According to the properties of bit manipulation, executing \(\texttt{n\&(n-1)}\) can eliminate the last bit \(1\) in the binary form of \(n\). Therefore, if \(n > 0\) and \(\texttt{n\&(n-1)}\) results in \(0\), then \(n\) is a power of \(2\).

The time complexity is \(O(1)\), and the space complexity is \(O(1)\).
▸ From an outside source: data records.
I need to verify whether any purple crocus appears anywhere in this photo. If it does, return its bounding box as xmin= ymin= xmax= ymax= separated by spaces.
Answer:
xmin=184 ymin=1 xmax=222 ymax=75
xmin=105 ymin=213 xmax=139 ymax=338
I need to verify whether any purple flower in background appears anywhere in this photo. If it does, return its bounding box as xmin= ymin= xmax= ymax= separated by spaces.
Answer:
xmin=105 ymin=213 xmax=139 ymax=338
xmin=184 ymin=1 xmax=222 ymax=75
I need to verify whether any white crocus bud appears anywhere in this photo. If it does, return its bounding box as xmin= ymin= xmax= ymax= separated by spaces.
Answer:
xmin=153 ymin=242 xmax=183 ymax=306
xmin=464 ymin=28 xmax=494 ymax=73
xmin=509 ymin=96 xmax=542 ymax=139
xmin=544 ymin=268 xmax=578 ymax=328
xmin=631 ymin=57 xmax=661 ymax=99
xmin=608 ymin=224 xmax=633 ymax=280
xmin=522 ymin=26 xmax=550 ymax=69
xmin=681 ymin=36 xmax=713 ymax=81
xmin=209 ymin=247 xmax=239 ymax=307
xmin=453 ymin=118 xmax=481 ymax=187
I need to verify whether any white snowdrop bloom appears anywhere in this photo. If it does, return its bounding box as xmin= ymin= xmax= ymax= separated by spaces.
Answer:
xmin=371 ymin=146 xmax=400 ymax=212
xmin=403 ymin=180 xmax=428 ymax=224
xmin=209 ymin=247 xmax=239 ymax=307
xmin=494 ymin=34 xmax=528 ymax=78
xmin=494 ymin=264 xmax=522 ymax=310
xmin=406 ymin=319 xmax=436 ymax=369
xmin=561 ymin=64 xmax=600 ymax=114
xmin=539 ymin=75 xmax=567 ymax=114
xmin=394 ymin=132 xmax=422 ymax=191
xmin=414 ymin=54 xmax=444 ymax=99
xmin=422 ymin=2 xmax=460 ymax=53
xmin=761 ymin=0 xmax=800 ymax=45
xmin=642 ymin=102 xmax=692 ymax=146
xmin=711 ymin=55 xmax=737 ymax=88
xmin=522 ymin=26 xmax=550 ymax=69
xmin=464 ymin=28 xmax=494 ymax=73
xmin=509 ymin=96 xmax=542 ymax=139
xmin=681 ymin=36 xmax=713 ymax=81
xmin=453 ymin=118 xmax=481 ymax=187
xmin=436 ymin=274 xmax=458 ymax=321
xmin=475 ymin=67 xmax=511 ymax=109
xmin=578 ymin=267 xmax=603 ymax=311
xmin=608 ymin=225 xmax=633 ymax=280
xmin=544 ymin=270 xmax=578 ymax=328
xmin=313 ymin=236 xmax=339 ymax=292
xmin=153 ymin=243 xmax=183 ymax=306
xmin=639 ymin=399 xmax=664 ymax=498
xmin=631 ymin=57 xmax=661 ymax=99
Python3JavaC++GoTypeScriptRustJavaScript

class Solution:
    def isPowerOfTwo(self, n: int) -> bool:
        return n > 0 and (n & (n - 1)) == 0

class Solution {
    public boolean isPowerOfTwo(int n) {
        return n > 0 && (n & (n - 1)) == 0;
    }
}

class Solution {
public:
    bool isPowerOfTwo(int n) {
        return n > 0 && (n & (n - 1)) == 0;
    }
};

func isPowerOfTwo(n int) bool {
    return n > 0 && (n&(n-1)) == 0
}

function isPowerOfTwo(n: number): boolean {
    return n > 0 && (n & (n - 1)) === 0;
}

impl Solution {
    pub fn is_power_of_two(n: i32) -> bool {
        n > 0 && (n & (n - 1)) == 0
    }
}

/**
 * @param {number} n
 * @return {boolean}
 */
var isPowerOfTwo = function (n) {
    return n > 0 && (n & (n - 1)) == 0;
};

Solution 2: Lowbit

According to the definition of \(\text{lowbit}\), we know that \(\text{lowbit}(x) = x \& (-x)\), which can get the decimal number represented by the last bit \(1\) of \(n\). Therefore, if \(n > 0\) and \(\text{lowbit}(n)\) equals \(n\), then \(n\) is a power of \(2\).